Il y a eu des rapports de cas antérieurs d’adénovirus de type 41 provoquant une hépatite chez des enfants immunodéprimés, mais les médecins ne l’ont pas vu provoquer d’hépatite chez des enfants par ailleurs en bonne santé.

Alors que l’enquête se poursuit, les scientifiques examinent d’autres problèmes de santé comme causes possibles, y compris une infection antérieure au COVID.

Aux États-Unis, aucun des enfants touchés n’avait le COVID-19 à leur connaissance, dit Rodríguez-Báez. Certains patients au Royaume-Uni avaient le COVID, “mais une véritable association entre le virus et l’hépatite aiguë n’a pas été établie”.

Les cas ne semblent pas être associés à la vaccination contre le COVID-19, a-t-il dit, car les enfants n’avaient pas reçu ces vaccins.

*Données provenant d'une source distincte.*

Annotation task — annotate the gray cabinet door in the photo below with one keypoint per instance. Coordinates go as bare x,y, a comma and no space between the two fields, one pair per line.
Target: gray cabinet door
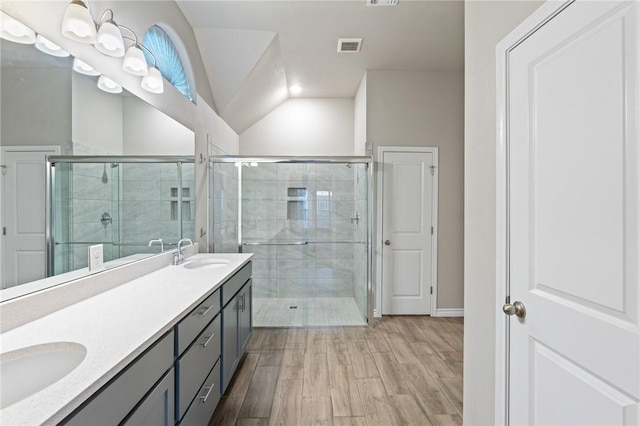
229,341
157,408
245,317
115,401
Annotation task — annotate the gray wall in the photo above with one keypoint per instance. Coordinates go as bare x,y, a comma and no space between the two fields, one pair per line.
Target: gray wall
34,113
486,23
412,108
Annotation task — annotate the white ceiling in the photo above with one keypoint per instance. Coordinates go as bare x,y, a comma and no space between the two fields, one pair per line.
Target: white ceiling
254,50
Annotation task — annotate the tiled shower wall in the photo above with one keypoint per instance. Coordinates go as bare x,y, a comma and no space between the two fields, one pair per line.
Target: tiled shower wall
360,251
224,205
150,203
300,214
141,199
87,199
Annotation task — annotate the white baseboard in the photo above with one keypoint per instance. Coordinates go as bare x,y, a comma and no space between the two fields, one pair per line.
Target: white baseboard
449,312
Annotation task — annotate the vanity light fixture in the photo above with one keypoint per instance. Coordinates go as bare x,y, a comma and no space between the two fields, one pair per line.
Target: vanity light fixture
84,68
13,30
108,85
109,39
134,61
77,23
50,48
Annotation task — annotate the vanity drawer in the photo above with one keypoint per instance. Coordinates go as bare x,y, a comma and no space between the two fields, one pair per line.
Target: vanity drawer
206,401
193,323
115,400
196,363
235,283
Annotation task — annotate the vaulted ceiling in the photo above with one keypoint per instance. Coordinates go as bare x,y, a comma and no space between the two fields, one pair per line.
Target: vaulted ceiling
254,50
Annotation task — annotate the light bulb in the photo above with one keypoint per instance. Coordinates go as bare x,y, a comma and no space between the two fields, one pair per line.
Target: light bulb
77,23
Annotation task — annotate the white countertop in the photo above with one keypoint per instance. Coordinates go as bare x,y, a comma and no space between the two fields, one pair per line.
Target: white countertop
115,327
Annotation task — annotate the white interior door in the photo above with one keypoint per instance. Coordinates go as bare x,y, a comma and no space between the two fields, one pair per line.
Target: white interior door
574,235
408,224
23,206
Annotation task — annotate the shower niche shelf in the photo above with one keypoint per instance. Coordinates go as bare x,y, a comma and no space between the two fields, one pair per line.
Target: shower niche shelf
297,203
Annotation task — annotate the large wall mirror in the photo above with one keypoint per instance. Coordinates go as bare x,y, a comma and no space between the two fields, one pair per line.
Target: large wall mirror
122,172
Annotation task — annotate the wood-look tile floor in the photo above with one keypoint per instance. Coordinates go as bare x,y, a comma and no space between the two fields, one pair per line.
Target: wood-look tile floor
402,370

Ce que les parents doivent savoir

Chaque fois qu’une maladie circule qui peut avoir des conséquences graves chez les enfants, les parents sont mis en alerte.

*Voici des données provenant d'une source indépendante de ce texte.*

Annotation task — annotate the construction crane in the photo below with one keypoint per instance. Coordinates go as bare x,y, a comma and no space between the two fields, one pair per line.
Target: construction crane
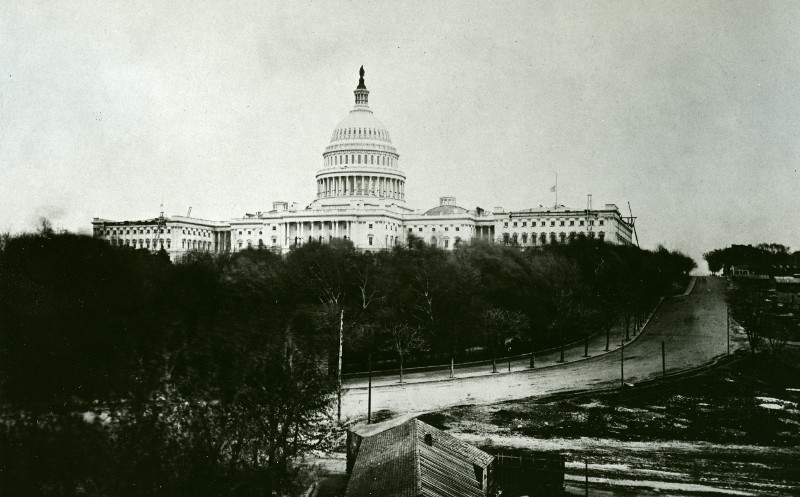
632,222
161,224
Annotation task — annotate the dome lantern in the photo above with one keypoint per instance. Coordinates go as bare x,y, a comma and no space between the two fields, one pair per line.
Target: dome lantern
361,92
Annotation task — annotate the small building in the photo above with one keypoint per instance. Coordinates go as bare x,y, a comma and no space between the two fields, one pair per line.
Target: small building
412,459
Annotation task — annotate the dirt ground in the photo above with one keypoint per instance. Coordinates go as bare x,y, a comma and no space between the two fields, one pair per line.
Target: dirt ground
731,430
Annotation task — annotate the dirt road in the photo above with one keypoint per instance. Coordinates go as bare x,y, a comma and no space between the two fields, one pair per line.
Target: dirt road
692,327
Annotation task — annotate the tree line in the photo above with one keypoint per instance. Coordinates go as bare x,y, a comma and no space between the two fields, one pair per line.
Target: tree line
122,373
768,318
773,259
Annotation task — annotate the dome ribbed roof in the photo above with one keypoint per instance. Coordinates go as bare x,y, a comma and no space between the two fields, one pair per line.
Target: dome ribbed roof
445,210
358,126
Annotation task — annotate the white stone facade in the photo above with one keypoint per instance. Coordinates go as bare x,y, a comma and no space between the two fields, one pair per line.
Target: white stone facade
360,196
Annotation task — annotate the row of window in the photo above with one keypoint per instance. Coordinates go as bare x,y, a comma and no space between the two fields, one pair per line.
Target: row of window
127,231
543,237
553,223
343,133
141,243
446,228
339,159
143,231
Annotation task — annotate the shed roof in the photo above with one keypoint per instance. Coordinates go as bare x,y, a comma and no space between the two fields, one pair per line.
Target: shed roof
397,462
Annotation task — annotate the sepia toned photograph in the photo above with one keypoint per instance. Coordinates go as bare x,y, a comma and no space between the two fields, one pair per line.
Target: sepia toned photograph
400,248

Bien que des tests soient disponibles pour certains virus, il n’est pas possible d’effectuer des tests à grande échelle chaque fois qu’un enfant tombe malade. Même maintenant, la plupart des médecins ne testent les adénovirus que si un enfant est suffisamment malade pour être hospitalisé.

“L’hépatite grave entraînant une insuffisance hépatique est extrêmement rare”, déclare Klatte de l’hôpital pour enfants de Dayton. “Un diagnostic d’adénovirus ne devrait pas vous faire craindre par réflexe qu’il ne conduise à cette complication rare.”

Le traitement de l’hépatite associée à l’adénovirus reste principalement de soutien, dit Children’s Mercy’s Fischer.

“Avec le temps et l’attention nécessaires pour répondre aux besoins de l’enfant (par exemple, des fluides IV s’il est déshydraté), la récupération est courante”, dit-il. “Le foie est capable de se guérir complètement et nous ne nous attendons pas à des effets à long terme après la guérison.”

En cas d’hépatite sévère, certains médicaments peuvent aider, selon la cause.

Si le traitement n’aide pas, “il existe des situations où une greffe du foie est nécessaire pour prévenir la mort”, explique Fischer. “Sur les 500 à 600 greffes de foie réalisées sur des enfants chaque année aux États-Unis, environ 10 % sont effectuées pour une hépatite sévère entraînant une insuffisance hépatique aiguë. Nous devrons voir comment ces cas actuels affectent ces chiffres typiques. Nous n’avons pas vu suffisamment de données pour savoir si ces chiffres vont changer.”

“Les parents doivent être conscients des symptômes et contacter leur fournisseur de soins primaires s’ils ont des questions ou des préoccupations”, déclare Rodríguez-Baez.